Un cazador regresa con paso rápido bajo el sol. En la espalda trae un hatillo con un «oseto», un monito, que para que no se pudra, por el calor, el cazador lo ha ahumado y atado en posición fetal para transportarlo mejor. Cuando lo desempaquetó me recordó a los niños que vi en Vietnam, quemados por el Napalm.

Todos los hombres estamos juntos, en el centro de la estancia, una mujer lleva la comida en un puchero y se lo entrega a su esposo, este lo pone en el suelo a sus pies, y nos dice a los hombres:!poya! (¡comed!).

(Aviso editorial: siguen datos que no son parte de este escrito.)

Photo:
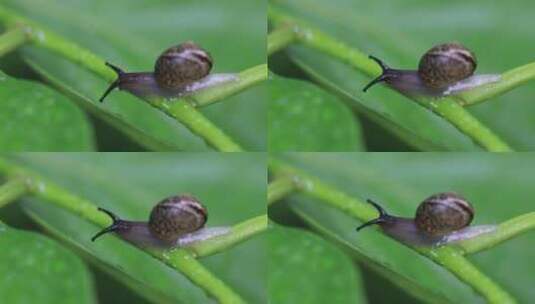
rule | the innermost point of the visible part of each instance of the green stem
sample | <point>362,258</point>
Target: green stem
<point>246,79</point>
<point>197,123</point>
<point>202,277</point>
<point>509,80</point>
<point>12,190</point>
<point>467,272</point>
<point>504,232</point>
<point>239,233</point>
<point>445,107</point>
<point>280,38</point>
<point>466,123</point>
<point>279,188</point>
<point>183,112</point>
<point>448,256</point>
<point>181,259</point>
<point>12,39</point>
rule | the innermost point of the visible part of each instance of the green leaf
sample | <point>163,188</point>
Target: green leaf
<point>307,269</point>
<point>498,187</point>
<point>303,117</point>
<point>400,33</point>
<point>132,36</point>
<point>130,184</point>
<point>36,118</point>
<point>35,269</point>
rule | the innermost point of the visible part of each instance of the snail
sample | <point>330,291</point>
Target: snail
<point>440,219</point>
<point>443,70</point>
<point>180,70</point>
<point>175,221</point>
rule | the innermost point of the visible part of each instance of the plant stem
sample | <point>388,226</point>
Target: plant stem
<point>12,190</point>
<point>185,114</point>
<point>466,123</point>
<point>279,188</point>
<point>198,274</point>
<point>445,107</point>
<point>467,272</point>
<point>181,259</point>
<point>12,39</point>
<point>280,38</point>
<point>509,80</point>
<point>246,79</point>
<point>238,234</point>
<point>448,256</point>
<point>197,123</point>
<point>504,232</point>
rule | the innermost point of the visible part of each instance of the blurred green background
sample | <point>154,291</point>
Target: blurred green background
<point>129,184</point>
<point>499,186</point>
<point>131,34</point>
<point>399,32</point>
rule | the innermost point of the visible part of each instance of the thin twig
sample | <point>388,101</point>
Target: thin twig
<point>446,107</point>
<point>186,114</point>
<point>181,259</point>
<point>280,38</point>
<point>448,256</point>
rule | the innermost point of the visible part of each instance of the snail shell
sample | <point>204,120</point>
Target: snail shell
<point>446,64</point>
<point>175,221</point>
<point>182,64</point>
<point>180,70</point>
<point>176,216</point>
<point>443,70</point>
<point>442,213</point>
<point>440,219</point>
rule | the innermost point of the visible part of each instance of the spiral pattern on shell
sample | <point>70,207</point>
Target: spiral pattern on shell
<point>176,216</point>
<point>442,213</point>
<point>446,64</point>
<point>182,64</point>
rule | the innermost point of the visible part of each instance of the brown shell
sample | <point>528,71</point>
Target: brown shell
<point>182,64</point>
<point>442,213</point>
<point>176,216</point>
<point>446,64</point>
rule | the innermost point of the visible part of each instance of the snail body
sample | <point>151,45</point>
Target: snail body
<point>443,70</point>
<point>440,219</point>
<point>175,221</point>
<point>180,70</point>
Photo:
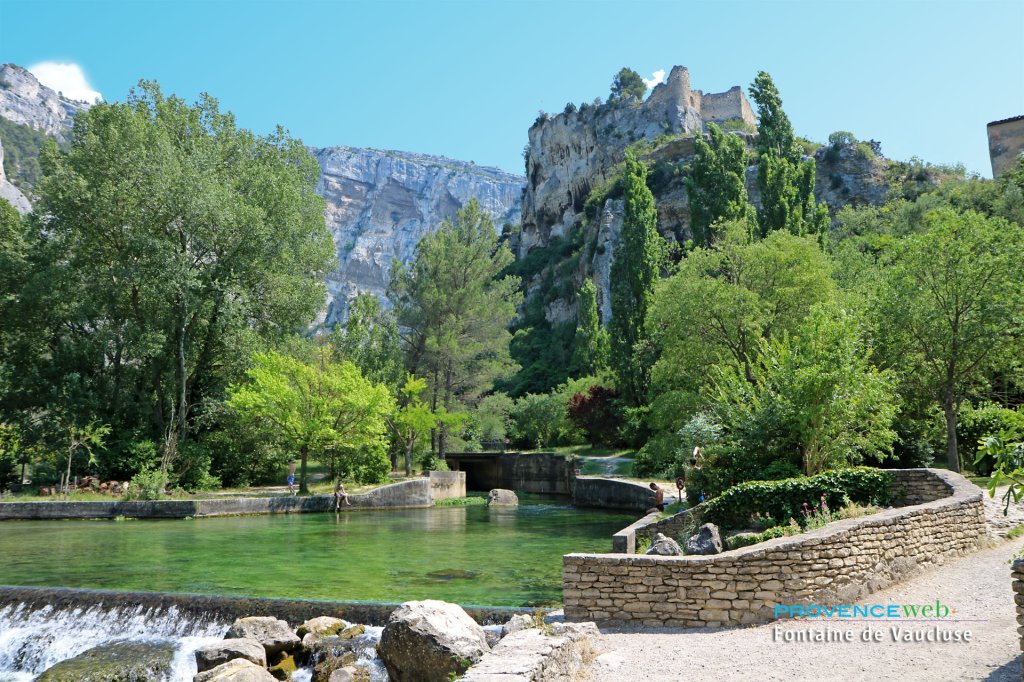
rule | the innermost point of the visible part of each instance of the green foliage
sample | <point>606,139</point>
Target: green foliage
<point>785,180</point>
<point>174,245</point>
<point>590,347</point>
<point>628,83</point>
<point>636,266</point>
<point>455,307</point>
<point>370,340</point>
<point>315,407</point>
<point>951,304</point>
<point>22,147</point>
<point>716,184</point>
<point>147,484</point>
<point>812,398</point>
<point>785,499</point>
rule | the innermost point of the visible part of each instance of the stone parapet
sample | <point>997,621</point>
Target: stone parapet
<point>838,563</point>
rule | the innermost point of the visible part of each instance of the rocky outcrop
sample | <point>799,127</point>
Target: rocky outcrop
<point>381,203</point>
<point>706,541</point>
<point>24,99</point>
<point>429,640</point>
<point>211,655</point>
<point>238,670</point>
<point>11,194</point>
<point>272,634</point>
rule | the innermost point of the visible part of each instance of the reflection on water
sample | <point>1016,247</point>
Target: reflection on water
<point>468,555</point>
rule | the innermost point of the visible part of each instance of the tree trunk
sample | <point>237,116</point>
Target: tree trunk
<point>952,456</point>
<point>303,489</point>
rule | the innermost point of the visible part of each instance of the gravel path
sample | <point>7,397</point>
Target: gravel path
<point>977,587</point>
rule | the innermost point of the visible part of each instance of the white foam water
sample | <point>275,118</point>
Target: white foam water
<point>33,639</point>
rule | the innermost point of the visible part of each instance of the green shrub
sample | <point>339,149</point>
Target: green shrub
<point>146,485</point>
<point>785,499</point>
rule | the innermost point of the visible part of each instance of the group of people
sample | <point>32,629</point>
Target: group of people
<point>340,496</point>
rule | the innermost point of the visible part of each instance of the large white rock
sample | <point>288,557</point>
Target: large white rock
<point>211,655</point>
<point>275,636</point>
<point>428,640</point>
<point>238,670</point>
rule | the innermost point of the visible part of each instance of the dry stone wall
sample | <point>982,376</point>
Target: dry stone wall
<point>838,563</point>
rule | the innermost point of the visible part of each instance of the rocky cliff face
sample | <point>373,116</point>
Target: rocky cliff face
<point>577,154</point>
<point>381,203</point>
<point>24,99</point>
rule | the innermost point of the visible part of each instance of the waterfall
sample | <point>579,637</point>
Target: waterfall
<point>33,638</point>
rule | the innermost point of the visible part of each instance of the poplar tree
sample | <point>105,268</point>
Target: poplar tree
<point>636,267</point>
<point>784,177</point>
<point>590,351</point>
<point>716,185</point>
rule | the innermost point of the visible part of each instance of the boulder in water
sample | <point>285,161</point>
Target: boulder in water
<point>706,541</point>
<point>429,640</point>
<point>237,670</point>
<point>274,635</point>
<point>117,662</point>
<point>502,498</point>
<point>211,655</point>
<point>663,546</point>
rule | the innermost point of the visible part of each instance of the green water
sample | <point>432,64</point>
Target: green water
<point>467,555</point>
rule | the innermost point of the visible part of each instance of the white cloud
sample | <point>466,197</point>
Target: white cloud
<point>656,78</point>
<point>67,78</point>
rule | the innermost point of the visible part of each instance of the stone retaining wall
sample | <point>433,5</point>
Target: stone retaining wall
<point>838,563</point>
<point>416,493</point>
<point>1018,578</point>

Nos miramos muertos de risa que nadie entendió.

Nuestros amigos los campas, como mostrábamos mucho interés por sus comidas, nos ofrecían siempre, así que tuvimos que probar: ancas de sapo gigante, (que al estar cocido no se diferencian mucho del pollo); tortuga cocida, (un poco insulsa y gelatinosa). Pero lo del «oseto» fue lo más duro. Se te ponía un nudo en la garganta. Parecía un acto de canibalismo, con sus manitas y brazos igual que un bebé. Al final, probamos para no quedar mal ante ellos, la carne era ligeramente dulce.

Los misterios de la selva, la grandiosidad y la belleza del paisaje y los mitos y supersticiones que rigen la vida de los campas, dejan entrever su oculta verdad. Leyendas extrañas. Se explican la mayoría de los fenómenos astronómicos y de la naturaleza por intuición. Son poseedores de una gran imaginación e interpretan la existencia de las estrellas y planetas del cielo como signos, en las noches cálidas de la jungla, poblada de misterios y peligros para el hombre extraño a ella, poco avezado al medio.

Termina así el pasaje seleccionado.